Julian Rotter (1916–2014) was an American psychologist who spent his career at the University of Connecticut developing social learning theory as an alternative to both psychoanalytic and strict behaviorist frameworks. His locus-of-control construct emerged from clinical work with veterans and from his observation that people with identical reinforcement histories developed different expectancies about whether their behavior mattered. The I-E Scale (1966) was designed as a research instrument but became a clinical and educational tool, administered to millions. Rotter was careful to note that locus of control is learned—not fixed personality but a generalized belief shaped by experience—and that it varies across domains (a person might have internal locus at work, external in relationships). This malleability is what made the construct valuable to Peele: if external locus contributes to addiction vulnerability, then interventions building internal locus should support recovery. The Life Process Program's emphasis on values clarification, goal-setting, and self-directed change are all mechanisms for strengthening internal locus, teaching the person through structured experience that their choices actually shape outcomes.
Agency belief as addiction buffer. People who believe their actions influence outcomes are less likely to seek external substances or behaviors to manage internal states, because they believe they possess the capacity to manage those states directly.
Learned nature of control attribution. Locus of control is not fixed personality but learned expectancy, shaped by whether the environment has historically rewarded effort with results—meaning intervention can shift it, and shifting it supports recovery.

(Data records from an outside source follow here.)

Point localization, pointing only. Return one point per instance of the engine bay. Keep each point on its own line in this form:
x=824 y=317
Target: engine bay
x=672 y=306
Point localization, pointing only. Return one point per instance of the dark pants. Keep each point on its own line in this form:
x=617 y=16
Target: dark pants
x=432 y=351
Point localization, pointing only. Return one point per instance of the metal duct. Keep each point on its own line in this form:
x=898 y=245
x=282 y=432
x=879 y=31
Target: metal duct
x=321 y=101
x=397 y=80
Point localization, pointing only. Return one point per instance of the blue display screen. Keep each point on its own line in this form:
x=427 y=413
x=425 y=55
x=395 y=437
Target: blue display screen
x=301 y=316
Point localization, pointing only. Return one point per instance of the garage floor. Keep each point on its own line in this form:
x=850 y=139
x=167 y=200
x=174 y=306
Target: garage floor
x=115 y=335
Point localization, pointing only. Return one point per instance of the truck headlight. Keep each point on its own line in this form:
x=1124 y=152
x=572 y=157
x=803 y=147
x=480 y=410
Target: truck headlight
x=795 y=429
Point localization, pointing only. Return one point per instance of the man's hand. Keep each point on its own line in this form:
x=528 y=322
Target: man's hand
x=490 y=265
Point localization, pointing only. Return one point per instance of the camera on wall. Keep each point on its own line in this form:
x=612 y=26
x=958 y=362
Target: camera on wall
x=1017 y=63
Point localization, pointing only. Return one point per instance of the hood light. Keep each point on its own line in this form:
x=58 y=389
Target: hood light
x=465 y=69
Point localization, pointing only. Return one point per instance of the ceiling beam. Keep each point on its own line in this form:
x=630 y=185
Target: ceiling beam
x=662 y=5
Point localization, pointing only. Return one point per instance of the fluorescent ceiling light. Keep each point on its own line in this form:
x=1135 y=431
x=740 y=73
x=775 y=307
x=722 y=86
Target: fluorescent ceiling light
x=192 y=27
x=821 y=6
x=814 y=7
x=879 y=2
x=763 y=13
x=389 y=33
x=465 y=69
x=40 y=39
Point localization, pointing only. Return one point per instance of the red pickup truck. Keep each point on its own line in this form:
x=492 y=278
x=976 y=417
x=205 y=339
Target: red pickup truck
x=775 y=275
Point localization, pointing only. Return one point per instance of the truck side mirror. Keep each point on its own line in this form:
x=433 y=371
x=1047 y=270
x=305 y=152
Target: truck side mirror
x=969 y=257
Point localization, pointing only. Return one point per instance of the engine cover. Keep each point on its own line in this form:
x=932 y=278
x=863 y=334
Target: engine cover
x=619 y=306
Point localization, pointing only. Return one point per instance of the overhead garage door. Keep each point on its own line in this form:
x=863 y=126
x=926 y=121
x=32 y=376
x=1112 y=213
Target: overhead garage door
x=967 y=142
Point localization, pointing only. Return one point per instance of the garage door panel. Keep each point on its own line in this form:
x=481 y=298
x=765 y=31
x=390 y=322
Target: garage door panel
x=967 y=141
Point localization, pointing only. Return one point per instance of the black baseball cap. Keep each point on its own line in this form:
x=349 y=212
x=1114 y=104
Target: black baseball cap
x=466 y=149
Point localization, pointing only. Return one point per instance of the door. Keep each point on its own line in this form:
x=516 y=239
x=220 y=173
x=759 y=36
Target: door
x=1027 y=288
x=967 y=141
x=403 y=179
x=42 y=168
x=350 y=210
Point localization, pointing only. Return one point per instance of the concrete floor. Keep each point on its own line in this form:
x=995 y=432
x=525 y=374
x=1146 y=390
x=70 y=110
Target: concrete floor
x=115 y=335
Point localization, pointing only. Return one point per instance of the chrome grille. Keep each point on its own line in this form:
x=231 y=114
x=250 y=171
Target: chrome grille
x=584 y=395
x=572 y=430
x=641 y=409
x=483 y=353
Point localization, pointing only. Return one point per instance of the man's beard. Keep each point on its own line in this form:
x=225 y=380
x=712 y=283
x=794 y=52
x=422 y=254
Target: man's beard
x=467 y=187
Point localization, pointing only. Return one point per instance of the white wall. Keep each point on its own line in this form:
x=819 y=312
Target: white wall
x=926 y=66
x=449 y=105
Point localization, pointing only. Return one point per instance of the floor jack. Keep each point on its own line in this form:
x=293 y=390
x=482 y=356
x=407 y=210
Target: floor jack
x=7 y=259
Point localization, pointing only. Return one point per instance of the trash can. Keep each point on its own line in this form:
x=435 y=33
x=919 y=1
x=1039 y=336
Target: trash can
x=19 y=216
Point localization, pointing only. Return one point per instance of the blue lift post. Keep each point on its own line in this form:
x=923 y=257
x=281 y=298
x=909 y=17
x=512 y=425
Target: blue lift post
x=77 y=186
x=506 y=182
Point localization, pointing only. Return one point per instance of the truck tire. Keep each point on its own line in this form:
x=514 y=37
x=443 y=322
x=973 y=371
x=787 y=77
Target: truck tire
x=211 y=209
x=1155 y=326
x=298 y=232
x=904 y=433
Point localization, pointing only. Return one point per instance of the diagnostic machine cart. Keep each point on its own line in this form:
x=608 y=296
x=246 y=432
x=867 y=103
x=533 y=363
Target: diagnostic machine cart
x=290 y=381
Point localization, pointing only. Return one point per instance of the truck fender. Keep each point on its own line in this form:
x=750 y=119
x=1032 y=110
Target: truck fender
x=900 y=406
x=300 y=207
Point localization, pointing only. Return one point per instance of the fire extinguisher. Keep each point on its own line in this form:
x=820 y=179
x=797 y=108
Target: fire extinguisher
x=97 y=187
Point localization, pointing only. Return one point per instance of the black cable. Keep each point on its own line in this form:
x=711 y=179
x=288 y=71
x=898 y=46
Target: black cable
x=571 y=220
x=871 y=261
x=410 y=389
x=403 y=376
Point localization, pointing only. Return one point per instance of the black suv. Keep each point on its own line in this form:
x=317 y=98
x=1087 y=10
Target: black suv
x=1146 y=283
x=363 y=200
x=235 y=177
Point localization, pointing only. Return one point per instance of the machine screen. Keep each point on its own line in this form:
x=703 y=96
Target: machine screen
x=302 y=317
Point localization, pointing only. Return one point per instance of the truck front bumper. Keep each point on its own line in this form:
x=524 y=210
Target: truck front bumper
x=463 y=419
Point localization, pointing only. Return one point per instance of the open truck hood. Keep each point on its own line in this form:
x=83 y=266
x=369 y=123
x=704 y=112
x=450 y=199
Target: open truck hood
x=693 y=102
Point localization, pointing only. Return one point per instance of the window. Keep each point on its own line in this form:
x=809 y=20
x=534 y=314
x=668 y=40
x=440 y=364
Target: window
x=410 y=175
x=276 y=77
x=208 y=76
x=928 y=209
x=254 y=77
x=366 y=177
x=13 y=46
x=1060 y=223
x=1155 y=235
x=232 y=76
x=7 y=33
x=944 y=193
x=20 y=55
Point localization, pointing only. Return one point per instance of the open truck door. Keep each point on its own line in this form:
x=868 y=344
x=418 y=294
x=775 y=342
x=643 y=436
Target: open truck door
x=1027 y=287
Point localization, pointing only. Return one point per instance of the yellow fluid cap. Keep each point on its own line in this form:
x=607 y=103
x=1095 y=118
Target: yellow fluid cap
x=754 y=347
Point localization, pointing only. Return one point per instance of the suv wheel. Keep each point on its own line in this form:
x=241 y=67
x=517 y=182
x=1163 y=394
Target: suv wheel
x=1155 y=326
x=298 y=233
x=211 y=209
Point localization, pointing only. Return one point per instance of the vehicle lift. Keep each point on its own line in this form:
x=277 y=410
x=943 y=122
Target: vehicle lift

Twelve-step powerlessness as locus destroyer. Step One explicitly teaches external locus ('I am powerless'), converting the addict's problem from 'I have not yet found effective strategies' to 'I am inherently incapable,' which Peele argues makes recovery harder rather than easier.
Productive addiction's internal locus. AI-augmented building strengthens the builder's belief that effort produces results, because the tool provides immediate, reliable confirmation—making the addiction self-reinforcing through the very mechanism (agency experience) that should protect against addiction.
Recovery through efficacy restoration. Effective treatment builds internal locus by providing structured opportunities for the person to discover, through direct experience, that their choices influence their emotional states and life circumstances—the opposite of surrender-based models.